Duration of insulin action (DIA) (or active insulin time) is how long insulin takes to finish lowering blood glucose. The DIA time starts when a bolus is given and ends when the bolus is no longer lowering blood glucose levels. An accurate DIA will minimize insulin stacking and low blood sugar (hypoglycemia), which can happen when boluses are given too close together. The DIA varies for each individual, typically it is 2.5-4 hours, after which, the insulin is no longer active or working. 

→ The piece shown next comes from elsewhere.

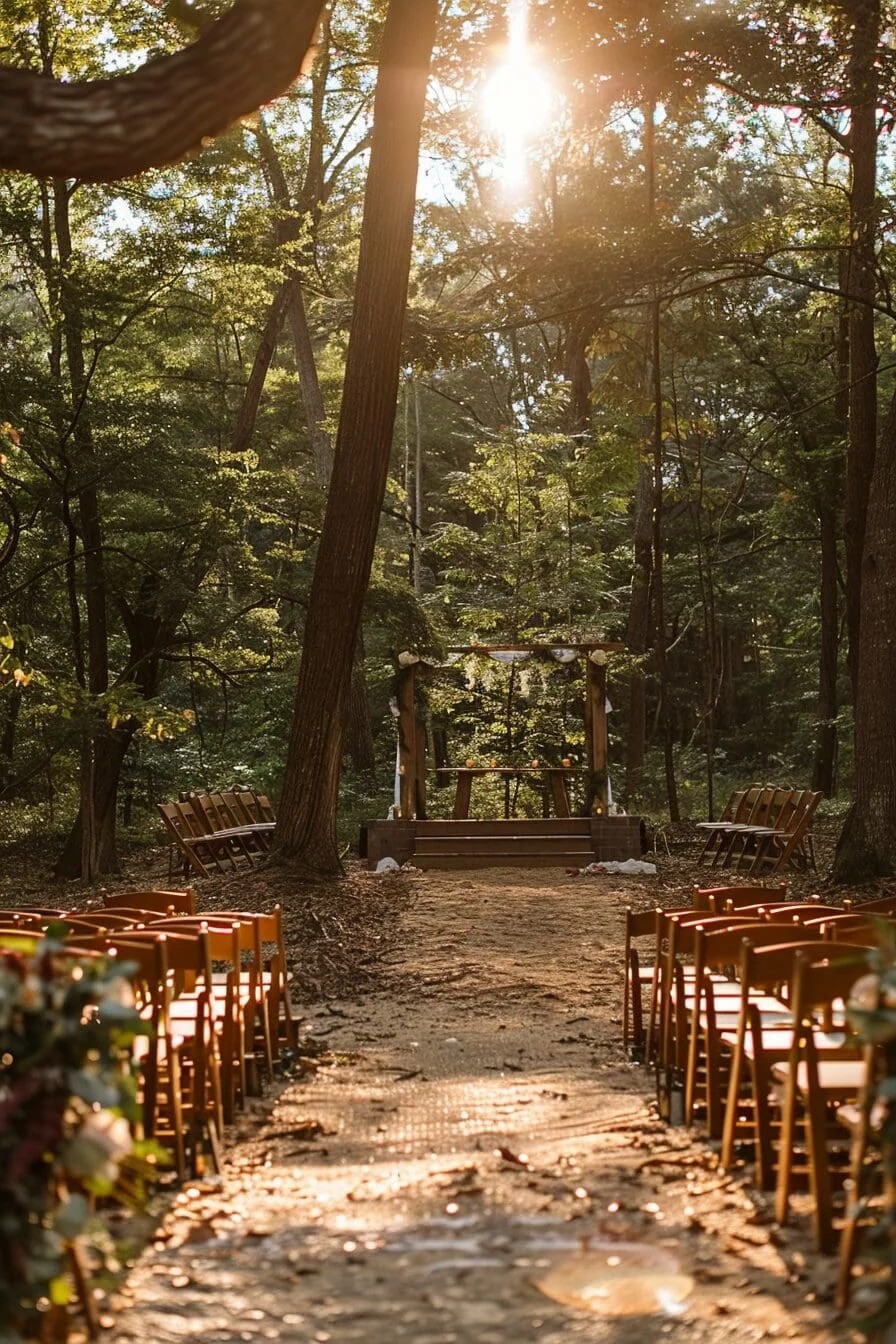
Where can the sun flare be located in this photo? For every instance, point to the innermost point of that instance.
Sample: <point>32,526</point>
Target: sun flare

Insulin on board (IOB) is how much insulin is still active inside the body from the previous bolus dose. It is calculated based on your DIA, though the exact calculation varies depending on the pump. Typically, for a DIA of three hours, a three-unit bolus dose taken at 12pm would have about one unit of IOB remaining two hours later, at 2pm. IOB is important to take into account, as it can help avoid insulin stacking. This is also helpful at bedtime when determining whether or not you need more insulin to correct an above range glucose level.

Closed loop systems

Basal rates operate differently in an automated insulin delivery (hybrid closed loop) system. A closed loop system functions where the user has an insulin pump and continuous glucose monitor (CGM) that share data with one another, thus enabling the insulin pump to semi automate basal rates several times an hour, depending on the current glucose level reading. CGMs provide a live reading every 5 minutes, and depending on the direction, stability and trend of the current glucose levels, basal rates are adjusted accordingly. Effectively, acting to temp basal up and down through the day automatically, to keep glucose levels in range as much as possible. Currently, the Medtronic’s MiniMed 670G, Tandem Control-IQ, or DIY Loop or OpenAPS offer closed loop systems. The closed loop systems still do not automate bolus delivery for meals or BG corrections, though, the pump does suggest bolus amounts based on current basal rates, IOB and BG trends.

As with any medical decision, before deciding which option works best for you, always consult with your doctor first. When used properly, MDI and insulin pumps both result in very well managed glucose levels. Each method has pros and cons, and takes some practice to learn how the body reacts. Whichever method you choose, remember to be patient with the process, as the fine tuning optimal time in range takes practice and time.